Figure 1.

Infected cell with a differentiated bacteroid in an indeterminate nodule. Nitrogenase reduces di-nitrogen (N₂) into ammonia (NH₃) in the inner space of the bacteroid (high pH), which is then protonated into ammonium (NH₄⁺) in the symbiosome space (low pH). Leghemoglobin (Lb) transports O₂ to the bacteroid cytochrome (Cyt) of the electron transport chain (ETC). Sucrose is downloaded in the cytoplasm, where it is transformed by glycolysis pathways (PEPC-MDH) into malate, the main source of carbon skeletons for N transport out of the nodule and reductant power for driving N₂ fixation.
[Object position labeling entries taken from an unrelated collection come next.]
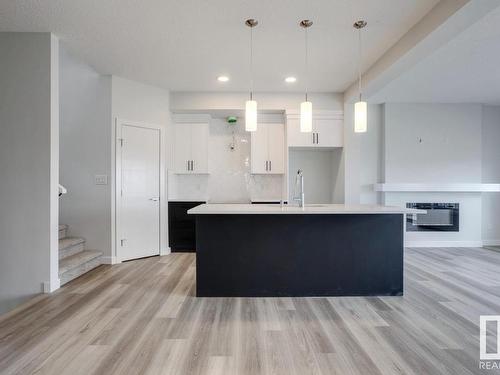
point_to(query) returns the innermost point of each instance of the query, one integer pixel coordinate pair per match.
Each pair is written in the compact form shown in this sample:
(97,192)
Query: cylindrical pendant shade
(360,117)
(306,117)
(251,116)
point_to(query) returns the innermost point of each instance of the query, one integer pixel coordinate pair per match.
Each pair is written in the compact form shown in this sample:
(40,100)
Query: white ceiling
(465,70)
(185,44)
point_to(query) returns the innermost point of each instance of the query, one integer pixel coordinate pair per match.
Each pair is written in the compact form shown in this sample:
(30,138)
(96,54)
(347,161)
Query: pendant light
(251,105)
(360,107)
(306,106)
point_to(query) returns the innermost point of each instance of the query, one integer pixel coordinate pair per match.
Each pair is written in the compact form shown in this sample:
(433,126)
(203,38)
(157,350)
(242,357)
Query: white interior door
(139,234)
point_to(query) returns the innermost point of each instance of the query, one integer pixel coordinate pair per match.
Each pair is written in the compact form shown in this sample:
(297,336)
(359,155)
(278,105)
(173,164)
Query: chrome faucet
(299,180)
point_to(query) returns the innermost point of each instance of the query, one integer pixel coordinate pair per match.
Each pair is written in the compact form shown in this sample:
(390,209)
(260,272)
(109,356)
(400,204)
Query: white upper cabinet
(268,149)
(191,148)
(328,131)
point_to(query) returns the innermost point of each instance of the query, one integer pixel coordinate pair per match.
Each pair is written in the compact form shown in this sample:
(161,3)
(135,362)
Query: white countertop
(258,209)
(443,187)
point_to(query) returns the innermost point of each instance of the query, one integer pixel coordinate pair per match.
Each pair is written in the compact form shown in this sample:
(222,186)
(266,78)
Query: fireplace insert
(440,217)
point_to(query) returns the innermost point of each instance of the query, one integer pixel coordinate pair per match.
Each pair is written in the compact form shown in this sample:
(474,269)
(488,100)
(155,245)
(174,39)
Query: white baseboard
(491,242)
(48,287)
(443,243)
(165,251)
(109,260)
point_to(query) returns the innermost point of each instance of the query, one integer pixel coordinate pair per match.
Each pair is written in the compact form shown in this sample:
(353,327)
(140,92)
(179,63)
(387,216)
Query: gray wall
(27,137)
(85,151)
(371,149)
(491,173)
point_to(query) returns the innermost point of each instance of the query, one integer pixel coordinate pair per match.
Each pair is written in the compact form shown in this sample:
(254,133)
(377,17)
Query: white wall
(255,187)
(28,166)
(491,173)
(85,138)
(371,147)
(432,143)
(230,179)
(137,102)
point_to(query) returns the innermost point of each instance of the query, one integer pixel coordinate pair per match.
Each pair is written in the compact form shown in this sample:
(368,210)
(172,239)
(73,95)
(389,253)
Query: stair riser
(71,250)
(63,233)
(80,270)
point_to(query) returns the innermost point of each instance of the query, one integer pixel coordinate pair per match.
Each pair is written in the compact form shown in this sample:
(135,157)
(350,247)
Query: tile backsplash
(229,179)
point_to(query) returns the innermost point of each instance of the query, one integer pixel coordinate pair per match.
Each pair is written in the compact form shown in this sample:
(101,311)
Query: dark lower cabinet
(182,226)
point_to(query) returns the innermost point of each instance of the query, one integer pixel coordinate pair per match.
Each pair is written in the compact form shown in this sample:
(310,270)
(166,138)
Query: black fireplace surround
(440,217)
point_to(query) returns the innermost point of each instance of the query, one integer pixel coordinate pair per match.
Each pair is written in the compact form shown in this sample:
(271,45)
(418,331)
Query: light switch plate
(101,179)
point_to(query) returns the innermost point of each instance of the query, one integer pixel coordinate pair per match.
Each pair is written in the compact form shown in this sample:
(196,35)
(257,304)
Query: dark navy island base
(299,255)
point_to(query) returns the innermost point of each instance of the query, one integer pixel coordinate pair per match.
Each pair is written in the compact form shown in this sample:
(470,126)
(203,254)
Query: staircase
(74,259)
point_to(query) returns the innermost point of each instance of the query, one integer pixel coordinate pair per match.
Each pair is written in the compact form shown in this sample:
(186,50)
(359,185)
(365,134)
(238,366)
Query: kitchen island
(320,250)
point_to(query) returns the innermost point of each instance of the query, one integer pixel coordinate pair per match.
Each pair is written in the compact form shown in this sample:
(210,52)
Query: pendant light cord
(359,63)
(251,63)
(306,63)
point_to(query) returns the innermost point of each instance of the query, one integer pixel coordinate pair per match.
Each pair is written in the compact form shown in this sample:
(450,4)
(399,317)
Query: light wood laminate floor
(142,317)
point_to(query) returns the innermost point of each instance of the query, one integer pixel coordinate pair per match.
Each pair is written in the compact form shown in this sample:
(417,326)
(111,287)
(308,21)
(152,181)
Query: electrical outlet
(101,179)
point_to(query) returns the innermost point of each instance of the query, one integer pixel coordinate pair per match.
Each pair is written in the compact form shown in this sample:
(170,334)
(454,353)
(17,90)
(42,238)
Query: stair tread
(77,259)
(66,242)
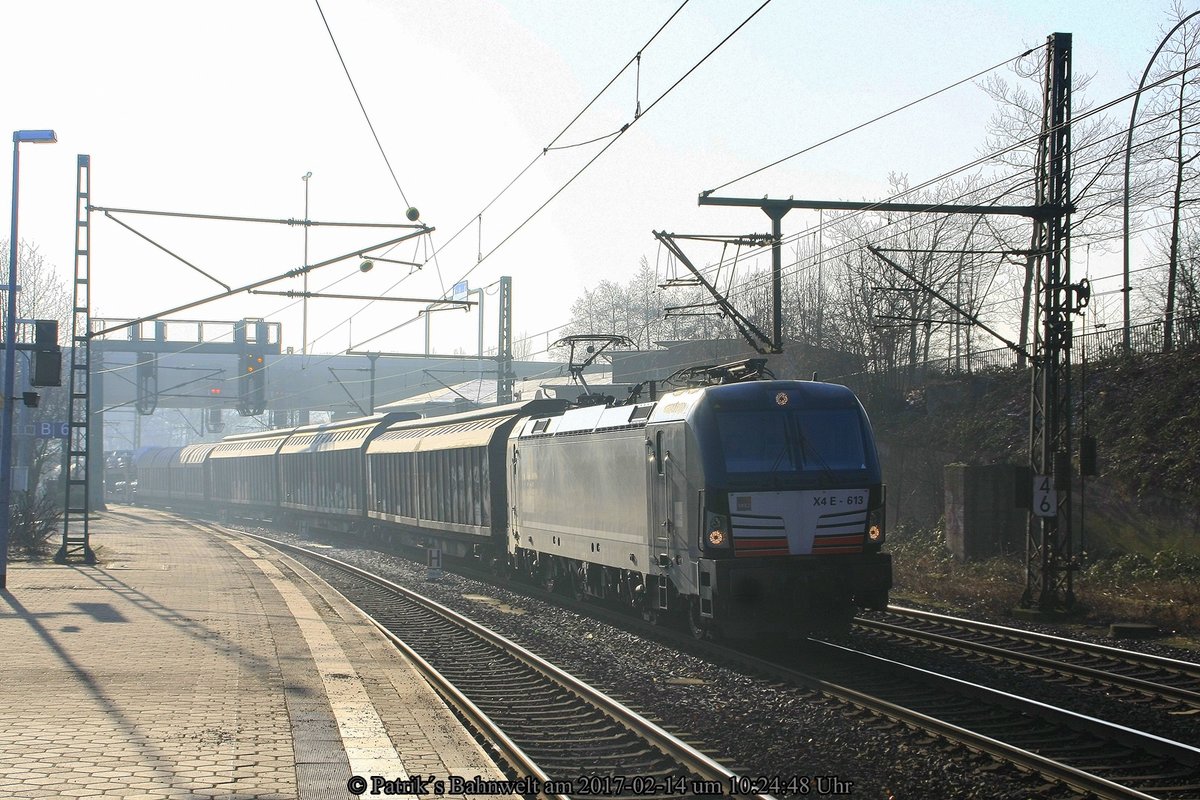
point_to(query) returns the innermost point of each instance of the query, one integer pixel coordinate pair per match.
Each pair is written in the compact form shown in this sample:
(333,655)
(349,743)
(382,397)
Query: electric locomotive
(748,509)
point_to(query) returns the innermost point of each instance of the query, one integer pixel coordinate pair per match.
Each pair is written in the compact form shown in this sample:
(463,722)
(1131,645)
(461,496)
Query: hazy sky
(221,107)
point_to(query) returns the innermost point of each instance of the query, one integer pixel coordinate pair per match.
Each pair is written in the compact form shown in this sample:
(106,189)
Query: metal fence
(1145,338)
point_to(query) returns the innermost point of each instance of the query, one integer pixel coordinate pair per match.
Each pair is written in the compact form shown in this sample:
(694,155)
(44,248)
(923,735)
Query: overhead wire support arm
(327,295)
(249,287)
(972,318)
(222,217)
(751,332)
(1044,211)
(175,256)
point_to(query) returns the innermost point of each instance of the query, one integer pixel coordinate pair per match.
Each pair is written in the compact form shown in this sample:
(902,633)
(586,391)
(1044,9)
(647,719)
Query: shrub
(34,523)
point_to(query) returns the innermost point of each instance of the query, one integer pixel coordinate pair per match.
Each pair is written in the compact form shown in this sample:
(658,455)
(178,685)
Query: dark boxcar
(190,480)
(154,475)
(442,480)
(244,471)
(323,467)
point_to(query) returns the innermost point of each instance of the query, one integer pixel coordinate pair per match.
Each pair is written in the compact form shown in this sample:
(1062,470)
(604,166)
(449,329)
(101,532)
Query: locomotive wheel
(579,585)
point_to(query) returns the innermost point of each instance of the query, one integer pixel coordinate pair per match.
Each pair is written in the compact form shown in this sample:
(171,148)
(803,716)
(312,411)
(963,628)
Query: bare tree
(1170,144)
(1012,145)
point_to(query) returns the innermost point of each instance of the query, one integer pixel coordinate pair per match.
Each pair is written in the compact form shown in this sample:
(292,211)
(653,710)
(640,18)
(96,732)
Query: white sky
(220,107)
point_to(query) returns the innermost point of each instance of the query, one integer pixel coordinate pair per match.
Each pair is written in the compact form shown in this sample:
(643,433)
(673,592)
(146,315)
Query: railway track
(565,737)
(1093,757)
(1169,684)
(1089,756)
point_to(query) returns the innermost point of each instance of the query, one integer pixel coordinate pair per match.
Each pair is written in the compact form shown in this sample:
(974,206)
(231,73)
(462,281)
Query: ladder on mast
(75,450)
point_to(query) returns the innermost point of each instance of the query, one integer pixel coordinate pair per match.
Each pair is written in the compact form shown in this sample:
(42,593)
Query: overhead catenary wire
(361,106)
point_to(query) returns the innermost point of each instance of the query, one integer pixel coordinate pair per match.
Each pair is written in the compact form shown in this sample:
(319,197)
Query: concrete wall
(982,518)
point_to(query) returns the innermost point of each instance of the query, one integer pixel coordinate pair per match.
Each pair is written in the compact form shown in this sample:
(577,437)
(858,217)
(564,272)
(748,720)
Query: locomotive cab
(789,518)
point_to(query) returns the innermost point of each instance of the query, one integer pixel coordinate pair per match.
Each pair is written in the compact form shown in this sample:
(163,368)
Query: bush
(34,524)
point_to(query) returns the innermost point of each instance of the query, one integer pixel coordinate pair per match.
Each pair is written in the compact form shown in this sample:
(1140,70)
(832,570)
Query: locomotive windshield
(792,441)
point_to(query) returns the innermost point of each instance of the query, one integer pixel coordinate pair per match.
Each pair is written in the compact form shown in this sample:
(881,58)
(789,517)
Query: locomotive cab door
(666,531)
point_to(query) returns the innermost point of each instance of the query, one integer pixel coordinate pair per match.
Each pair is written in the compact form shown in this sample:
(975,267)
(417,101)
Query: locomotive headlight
(717,530)
(875,527)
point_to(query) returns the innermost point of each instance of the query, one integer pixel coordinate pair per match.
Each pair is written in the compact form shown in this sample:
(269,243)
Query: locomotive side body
(750,509)
(579,497)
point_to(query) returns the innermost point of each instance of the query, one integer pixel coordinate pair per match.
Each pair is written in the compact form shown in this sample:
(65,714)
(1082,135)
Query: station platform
(193,663)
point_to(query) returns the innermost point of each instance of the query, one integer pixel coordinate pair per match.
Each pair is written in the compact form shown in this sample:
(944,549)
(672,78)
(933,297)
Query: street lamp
(10,353)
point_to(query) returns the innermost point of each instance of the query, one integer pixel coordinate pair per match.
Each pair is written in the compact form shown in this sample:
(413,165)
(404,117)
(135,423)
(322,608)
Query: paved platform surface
(190,663)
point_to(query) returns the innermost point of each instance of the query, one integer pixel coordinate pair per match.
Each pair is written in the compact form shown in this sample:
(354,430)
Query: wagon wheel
(695,623)
(579,585)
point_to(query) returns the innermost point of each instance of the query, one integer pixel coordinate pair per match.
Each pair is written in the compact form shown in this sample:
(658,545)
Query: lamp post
(304,325)
(10,353)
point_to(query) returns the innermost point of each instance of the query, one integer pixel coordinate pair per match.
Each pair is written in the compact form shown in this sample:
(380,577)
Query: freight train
(750,509)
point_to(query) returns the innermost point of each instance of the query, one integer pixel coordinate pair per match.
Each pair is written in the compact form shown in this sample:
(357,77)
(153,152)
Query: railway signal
(252,384)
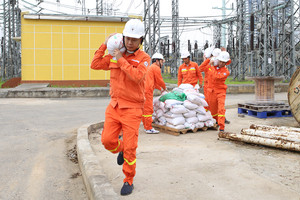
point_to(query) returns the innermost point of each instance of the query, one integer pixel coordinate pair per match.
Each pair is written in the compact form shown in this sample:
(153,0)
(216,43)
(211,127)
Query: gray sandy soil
(201,166)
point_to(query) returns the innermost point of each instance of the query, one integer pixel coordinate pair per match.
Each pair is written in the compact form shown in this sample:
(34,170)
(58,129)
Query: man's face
(132,43)
(186,60)
(222,64)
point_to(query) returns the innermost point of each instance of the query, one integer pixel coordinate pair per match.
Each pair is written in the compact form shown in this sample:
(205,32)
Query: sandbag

Malate is transported by dicarboxylate transport (Dct and DctA), either placed in the peribacteroid membrane (PBM) or the bacteroid membrane. A cation channel permeable to NH₄⁺ has been proposed as exporting NH₄⁺ across the PBM [69]. NH₄⁺ is transformed into asparagine (Asn) through the GS-GOGAT pathway using oxaloacetate (OAA) as a substrate. Asn is most likely involved in a negative feedback regulation of N₂ fixation. Part of the CO₂ from the tricarboxylic acid (TCA) cycle is recycled by the phosphoenolpyruvate carboxylase (PEPC). Nodule-specific cysteine-rich (NCR) peptides drive the final transformation of bacteria into a bacteroid by a recognition protein system (BacA) located in the bacteroid membrane. Figure adapted from: Fischinger [70], Oldroyd et al. [67], Udvardi and Poole [63], and Sulieman and Tran [20].